Ho iniziato facendo lo scaricatore di porto, lì si faceva la vera sceneggiata”. Così raccontava Mario Merola in una delle interviste televisive in cui ripercorreva i suoi trascorsi da interprete e protagonista di un genere musicale-teatrale in auge a Napoli tra gli anni Venti e Quaranta del Novecento, rivalutato grazie al suo talento e alla sua personalità carismatica.

Un documentario presentato lo scorso ottobre alla Festa del Cinema di Roma – “Il Re di Napoli. Storia e leggenda di Mario Merola” ‒ viene proposto da Rai 3, il 4 febbraio, in prima serata, e racconta l’uomo e l’artista diventato uno dei simboli della città di Napoli, ambasciatore della canzone e della cultura partenopea nel mondo.

Un artista nato come cantante melodico, con una grande estensione vocale, celebrato come un re non solo nella sua città, ma anche all’estero, soprattutto tra gli emigrati italiani in America. Alcuni di loro potevano aver dimenticato, o non conoscere la lingua italiana, ma conoscevano lui e le sue canzoni, grazie alle quali tornavano idealmente a casa, in quell’Italia che avevano lasciato o che non avevano mai visto. Ai loro occhi, Merola appariva come il compaesano che, dal quartiere Sant’Anna alle Paludi, con un’istruzione interrotta alla terza elementare e i suoi inizi come portuale, era diventato famoso vincendo il primo premio ad un concorso per voci nuove e costruendo la sua carriera grazie al revival della sceneggiata.

“Mario Merola”, ha affermato il regista del documentario, Massimo Ferrari, “è stato un grande artista e un grande personaggio, tale che per raccontarlo bisogna innanzitutto entrare nel suo mondo, in ciò che ha rappresentato e rappresenta per un intero popolo, che ha il suo cuore a Napoli ma che è disseminato in molte parti del mondo, dagli Stati Uniti all’Australia. È il re della sceneggiata, colui che ha fatto rinascere un genere nato nei primi anni del Novecento e lo ha portato a vette di popolarità impensabili”.

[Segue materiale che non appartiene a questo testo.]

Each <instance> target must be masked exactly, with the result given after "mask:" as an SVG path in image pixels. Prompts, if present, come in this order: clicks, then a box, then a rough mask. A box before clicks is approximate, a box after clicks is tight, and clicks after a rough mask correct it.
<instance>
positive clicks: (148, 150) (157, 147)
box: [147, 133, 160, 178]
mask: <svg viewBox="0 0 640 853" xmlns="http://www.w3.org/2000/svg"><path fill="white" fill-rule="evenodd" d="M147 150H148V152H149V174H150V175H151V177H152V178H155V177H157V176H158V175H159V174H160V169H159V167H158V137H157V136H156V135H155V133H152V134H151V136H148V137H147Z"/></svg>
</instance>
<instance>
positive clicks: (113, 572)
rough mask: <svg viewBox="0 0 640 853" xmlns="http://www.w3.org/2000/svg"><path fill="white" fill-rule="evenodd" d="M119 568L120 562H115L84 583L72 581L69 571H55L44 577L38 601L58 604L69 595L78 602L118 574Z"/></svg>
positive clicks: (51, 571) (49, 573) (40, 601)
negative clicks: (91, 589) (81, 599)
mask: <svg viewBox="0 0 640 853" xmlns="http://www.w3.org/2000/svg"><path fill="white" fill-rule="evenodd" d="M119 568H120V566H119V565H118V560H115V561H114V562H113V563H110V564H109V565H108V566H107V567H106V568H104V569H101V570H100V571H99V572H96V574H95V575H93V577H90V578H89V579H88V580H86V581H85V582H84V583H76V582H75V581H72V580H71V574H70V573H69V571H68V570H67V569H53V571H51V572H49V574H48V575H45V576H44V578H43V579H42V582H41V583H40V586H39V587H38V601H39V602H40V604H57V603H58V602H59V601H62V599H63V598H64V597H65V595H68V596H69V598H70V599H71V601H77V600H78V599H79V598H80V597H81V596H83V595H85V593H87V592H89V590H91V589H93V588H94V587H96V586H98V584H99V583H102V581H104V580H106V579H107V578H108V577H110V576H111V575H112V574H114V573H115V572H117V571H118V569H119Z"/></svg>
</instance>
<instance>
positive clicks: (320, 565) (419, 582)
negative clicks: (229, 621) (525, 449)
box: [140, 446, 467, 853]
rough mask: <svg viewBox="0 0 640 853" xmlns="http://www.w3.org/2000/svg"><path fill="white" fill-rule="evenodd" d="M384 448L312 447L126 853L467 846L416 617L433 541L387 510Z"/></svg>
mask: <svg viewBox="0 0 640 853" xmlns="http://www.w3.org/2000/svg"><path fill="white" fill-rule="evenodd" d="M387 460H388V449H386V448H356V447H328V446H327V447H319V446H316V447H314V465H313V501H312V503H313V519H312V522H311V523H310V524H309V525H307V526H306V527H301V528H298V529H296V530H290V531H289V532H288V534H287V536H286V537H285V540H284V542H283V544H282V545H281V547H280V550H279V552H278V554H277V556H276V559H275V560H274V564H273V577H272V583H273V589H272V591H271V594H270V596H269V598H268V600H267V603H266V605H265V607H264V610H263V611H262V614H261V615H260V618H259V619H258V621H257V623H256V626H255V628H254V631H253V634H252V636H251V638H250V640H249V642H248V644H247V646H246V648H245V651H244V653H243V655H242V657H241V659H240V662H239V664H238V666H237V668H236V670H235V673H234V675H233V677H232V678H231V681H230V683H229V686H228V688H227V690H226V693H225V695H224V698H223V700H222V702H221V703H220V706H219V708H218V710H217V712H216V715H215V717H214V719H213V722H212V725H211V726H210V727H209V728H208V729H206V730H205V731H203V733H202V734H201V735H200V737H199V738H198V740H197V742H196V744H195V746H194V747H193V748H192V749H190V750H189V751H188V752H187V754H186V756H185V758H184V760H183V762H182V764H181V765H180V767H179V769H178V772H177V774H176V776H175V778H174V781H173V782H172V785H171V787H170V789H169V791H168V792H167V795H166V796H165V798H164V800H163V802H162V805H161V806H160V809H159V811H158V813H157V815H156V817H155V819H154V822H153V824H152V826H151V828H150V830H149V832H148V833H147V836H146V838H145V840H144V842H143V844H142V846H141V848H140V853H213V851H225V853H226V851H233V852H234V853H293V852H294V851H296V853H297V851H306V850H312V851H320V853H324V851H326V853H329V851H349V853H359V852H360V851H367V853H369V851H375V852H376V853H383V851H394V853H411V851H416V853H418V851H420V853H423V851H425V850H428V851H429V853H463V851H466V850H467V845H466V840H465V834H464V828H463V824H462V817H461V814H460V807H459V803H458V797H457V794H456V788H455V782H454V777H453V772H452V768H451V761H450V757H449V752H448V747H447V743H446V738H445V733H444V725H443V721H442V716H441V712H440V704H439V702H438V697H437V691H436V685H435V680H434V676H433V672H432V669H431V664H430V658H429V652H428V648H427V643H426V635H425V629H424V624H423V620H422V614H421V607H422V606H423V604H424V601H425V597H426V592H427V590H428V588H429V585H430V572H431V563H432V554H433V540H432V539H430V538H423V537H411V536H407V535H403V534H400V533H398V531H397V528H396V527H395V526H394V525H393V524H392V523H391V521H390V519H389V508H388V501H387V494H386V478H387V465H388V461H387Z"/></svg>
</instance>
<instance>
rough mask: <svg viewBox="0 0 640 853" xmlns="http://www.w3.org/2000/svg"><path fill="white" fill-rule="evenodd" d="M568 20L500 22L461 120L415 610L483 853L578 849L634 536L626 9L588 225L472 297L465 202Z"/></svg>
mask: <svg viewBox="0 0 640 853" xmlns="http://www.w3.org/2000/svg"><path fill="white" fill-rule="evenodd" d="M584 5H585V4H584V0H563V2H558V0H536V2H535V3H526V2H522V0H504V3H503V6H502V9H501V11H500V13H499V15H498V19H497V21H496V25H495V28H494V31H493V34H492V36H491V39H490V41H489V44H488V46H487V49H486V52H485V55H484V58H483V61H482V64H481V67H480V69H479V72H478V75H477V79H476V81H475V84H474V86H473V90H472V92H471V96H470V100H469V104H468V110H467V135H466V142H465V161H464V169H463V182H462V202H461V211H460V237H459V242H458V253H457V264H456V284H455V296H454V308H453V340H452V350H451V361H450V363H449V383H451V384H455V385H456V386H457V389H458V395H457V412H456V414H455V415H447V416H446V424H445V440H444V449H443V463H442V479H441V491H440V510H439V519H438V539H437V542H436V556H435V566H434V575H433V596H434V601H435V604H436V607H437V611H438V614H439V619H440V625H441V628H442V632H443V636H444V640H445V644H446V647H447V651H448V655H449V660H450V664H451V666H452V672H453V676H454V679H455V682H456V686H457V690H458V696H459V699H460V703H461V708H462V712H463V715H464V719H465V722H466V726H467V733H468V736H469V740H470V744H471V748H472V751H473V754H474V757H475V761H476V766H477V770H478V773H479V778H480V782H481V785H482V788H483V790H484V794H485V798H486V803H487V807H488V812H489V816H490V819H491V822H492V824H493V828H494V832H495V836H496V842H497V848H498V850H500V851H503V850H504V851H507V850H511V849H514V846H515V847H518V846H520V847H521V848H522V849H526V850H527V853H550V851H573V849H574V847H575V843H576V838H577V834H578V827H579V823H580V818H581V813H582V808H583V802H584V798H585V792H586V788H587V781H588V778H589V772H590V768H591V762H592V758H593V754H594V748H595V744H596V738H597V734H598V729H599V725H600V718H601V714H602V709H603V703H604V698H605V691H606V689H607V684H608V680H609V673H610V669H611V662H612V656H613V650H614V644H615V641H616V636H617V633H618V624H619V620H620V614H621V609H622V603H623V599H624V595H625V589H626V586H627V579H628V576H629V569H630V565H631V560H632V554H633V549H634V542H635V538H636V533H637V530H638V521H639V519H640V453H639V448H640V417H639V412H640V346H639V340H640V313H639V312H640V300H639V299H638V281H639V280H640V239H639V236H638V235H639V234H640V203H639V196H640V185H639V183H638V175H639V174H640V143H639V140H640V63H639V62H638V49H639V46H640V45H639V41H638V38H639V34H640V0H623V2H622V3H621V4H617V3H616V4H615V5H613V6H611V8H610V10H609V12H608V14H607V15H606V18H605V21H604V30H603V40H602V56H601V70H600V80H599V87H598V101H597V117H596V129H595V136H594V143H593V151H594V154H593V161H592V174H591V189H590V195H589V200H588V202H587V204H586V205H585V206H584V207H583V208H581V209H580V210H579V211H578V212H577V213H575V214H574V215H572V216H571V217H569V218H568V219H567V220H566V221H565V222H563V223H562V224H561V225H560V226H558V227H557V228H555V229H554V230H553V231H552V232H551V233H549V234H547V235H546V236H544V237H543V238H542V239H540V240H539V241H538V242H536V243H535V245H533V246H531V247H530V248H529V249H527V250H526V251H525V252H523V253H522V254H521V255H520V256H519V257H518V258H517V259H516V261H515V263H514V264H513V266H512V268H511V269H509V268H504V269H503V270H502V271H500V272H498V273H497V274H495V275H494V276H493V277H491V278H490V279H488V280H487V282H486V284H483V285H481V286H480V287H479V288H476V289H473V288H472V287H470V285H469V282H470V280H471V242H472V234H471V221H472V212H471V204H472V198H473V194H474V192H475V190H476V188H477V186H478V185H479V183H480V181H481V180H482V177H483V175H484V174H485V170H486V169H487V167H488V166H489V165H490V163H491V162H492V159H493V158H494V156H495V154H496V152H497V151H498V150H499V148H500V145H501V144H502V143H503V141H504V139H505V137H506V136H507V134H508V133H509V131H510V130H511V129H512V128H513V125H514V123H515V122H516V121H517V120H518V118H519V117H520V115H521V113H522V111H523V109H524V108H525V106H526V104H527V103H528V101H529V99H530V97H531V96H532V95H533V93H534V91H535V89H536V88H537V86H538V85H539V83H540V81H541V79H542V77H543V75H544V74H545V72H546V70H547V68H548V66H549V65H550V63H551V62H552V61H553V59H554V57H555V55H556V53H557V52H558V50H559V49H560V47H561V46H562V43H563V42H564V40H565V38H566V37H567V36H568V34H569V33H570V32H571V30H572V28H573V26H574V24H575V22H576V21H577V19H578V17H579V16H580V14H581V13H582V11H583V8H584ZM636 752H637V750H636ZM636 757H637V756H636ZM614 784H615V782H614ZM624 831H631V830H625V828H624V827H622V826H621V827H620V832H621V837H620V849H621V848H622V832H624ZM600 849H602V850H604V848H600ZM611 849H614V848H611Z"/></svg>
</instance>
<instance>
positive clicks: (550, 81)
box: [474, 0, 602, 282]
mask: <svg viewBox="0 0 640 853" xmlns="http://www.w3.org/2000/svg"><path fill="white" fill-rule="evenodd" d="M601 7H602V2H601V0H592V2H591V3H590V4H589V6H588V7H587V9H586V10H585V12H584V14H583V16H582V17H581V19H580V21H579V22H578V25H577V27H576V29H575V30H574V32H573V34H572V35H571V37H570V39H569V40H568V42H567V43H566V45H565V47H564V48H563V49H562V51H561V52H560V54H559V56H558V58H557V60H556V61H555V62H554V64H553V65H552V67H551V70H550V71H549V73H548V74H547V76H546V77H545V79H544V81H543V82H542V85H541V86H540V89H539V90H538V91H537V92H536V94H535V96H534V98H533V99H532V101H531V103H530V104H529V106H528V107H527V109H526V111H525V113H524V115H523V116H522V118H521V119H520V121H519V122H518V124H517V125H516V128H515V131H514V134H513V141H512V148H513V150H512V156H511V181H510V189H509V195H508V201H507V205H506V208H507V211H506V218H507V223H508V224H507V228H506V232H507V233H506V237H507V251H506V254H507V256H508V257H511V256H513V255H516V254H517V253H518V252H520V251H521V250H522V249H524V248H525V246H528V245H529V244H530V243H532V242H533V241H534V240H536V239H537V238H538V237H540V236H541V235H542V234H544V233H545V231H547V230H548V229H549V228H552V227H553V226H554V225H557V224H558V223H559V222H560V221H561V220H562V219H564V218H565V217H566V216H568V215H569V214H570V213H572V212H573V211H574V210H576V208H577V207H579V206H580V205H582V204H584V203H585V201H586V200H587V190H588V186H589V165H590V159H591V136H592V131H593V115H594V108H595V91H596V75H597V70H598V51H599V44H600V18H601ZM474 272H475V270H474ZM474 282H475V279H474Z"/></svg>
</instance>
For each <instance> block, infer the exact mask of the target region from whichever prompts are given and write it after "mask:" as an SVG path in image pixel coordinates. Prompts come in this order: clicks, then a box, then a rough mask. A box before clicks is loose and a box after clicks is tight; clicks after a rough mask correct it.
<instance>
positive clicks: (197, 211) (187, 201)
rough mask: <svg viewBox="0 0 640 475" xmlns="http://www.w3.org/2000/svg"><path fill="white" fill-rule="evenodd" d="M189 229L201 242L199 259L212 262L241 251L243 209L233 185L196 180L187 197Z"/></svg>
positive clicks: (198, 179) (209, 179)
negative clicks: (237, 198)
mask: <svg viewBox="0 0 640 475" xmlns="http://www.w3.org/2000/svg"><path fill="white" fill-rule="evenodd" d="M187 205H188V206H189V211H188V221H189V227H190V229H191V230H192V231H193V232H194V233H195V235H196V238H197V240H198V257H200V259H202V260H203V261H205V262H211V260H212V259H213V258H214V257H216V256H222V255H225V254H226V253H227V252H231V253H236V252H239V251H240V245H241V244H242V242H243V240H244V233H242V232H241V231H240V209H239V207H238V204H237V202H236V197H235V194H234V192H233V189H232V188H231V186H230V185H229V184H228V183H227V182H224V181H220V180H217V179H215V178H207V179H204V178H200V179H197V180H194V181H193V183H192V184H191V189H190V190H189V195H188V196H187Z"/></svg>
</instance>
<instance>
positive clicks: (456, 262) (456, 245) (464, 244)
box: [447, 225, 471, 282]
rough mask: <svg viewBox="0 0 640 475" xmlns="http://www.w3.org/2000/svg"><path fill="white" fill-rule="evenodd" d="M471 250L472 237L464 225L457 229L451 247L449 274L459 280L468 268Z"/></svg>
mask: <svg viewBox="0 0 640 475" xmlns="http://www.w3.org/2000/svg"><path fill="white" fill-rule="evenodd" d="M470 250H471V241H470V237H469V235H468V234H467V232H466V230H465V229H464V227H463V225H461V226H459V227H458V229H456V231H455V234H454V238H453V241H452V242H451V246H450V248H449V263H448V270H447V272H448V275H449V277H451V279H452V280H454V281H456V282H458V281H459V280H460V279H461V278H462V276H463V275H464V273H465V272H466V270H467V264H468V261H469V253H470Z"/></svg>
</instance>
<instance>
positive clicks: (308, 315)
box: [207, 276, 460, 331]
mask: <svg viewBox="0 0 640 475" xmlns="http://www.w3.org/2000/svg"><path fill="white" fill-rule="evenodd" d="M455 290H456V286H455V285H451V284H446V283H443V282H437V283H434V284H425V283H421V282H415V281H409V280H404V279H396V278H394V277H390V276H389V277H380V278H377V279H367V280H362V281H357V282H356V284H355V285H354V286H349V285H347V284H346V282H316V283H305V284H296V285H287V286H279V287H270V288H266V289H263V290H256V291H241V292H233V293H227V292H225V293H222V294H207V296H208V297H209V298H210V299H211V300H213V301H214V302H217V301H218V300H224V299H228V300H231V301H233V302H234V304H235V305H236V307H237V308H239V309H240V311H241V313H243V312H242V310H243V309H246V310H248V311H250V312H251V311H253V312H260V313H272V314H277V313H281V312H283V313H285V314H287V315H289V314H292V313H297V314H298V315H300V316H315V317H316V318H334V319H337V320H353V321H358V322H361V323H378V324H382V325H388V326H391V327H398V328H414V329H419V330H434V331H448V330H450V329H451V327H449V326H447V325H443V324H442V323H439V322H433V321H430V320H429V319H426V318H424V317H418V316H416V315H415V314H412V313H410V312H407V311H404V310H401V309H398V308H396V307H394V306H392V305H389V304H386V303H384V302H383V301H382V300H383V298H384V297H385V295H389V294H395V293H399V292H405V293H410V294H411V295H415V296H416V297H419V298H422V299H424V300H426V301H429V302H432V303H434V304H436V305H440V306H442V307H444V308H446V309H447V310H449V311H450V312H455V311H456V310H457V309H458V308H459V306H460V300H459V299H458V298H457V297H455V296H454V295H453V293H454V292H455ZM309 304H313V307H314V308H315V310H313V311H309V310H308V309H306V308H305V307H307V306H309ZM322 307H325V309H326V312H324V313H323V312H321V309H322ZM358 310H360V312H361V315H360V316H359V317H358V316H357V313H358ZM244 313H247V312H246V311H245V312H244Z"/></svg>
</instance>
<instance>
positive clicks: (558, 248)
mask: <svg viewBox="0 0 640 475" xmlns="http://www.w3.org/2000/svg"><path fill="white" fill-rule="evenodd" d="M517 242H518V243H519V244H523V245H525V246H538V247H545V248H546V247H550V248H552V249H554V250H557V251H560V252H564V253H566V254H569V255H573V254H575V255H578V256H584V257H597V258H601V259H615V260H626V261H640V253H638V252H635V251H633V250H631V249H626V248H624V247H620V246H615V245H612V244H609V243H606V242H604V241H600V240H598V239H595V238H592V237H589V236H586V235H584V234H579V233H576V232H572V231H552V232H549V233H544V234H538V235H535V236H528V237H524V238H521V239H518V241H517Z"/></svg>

Il genere riportato al successo da Merola nasce ispirandosi ai testi del poeta e scrittore partenopeo Libero Bovio (tra gli altri, “Zappatore” e “Lacrime napulitane”), convinto che una canzone dovesse avere una trama come un romanzo in quanto espressione dei sentimenti dell’autore e della sua capacità di immedesimarsi nelle storie e nelle passioni dei suoi personaggi. “La sceneggiata è una canzone”, diceva Merola, “e da questa canzone si prende il soggetto e si fa la sceneggiata. Da soli non si può fare: ci sono isso, essa e ’o malamente, cioè il primo attore, la primadonna e il cattivo”. Repertori, quelli di Bovio e di Salvatore Di Giacomo (tra gli artefici dell’epoca d’oro della canzone napoletana) che sembravano scritti per Merola, capace di catturare l’attenzione del pubblico con la sua presenza scenica, facendolo immedesimare nei personaggi e nelle storie delle canzoni, e suscitando emozioni e commozione.

Nella sceneggiata, Mario Merola “era isso, cioè un uomo forte e buono, il personaggio positivo che ha in sé il tratto della violenza, ma è il normotipo di chi subisce un torto”, ha detto lo scrittore Maurizio De Giovanni. “La prevedibilità del genere, che si conclude sempre con la vittoria del buono e la sconfitta del cattivo, rende la sceneggiata comunque coinvolgente, capace di far emozionare chi vuole emozionarsi”.

I successi teatrali di Merola gli hanno aperto le porte del mondo del cinema negli anni ’70 e ’80, quando le sue sceneggiate più celebri sono diventate film, con esiti positivi anche al botteghino.

Mario Merola ha raccontato Napoli ai napoletani e non solo, presentandosi sulla scena come nella vita senza maschera, con le sue doti interpretative, le sue passioni (la famiglia, il cibo e il gioco), e la sua arte popolare.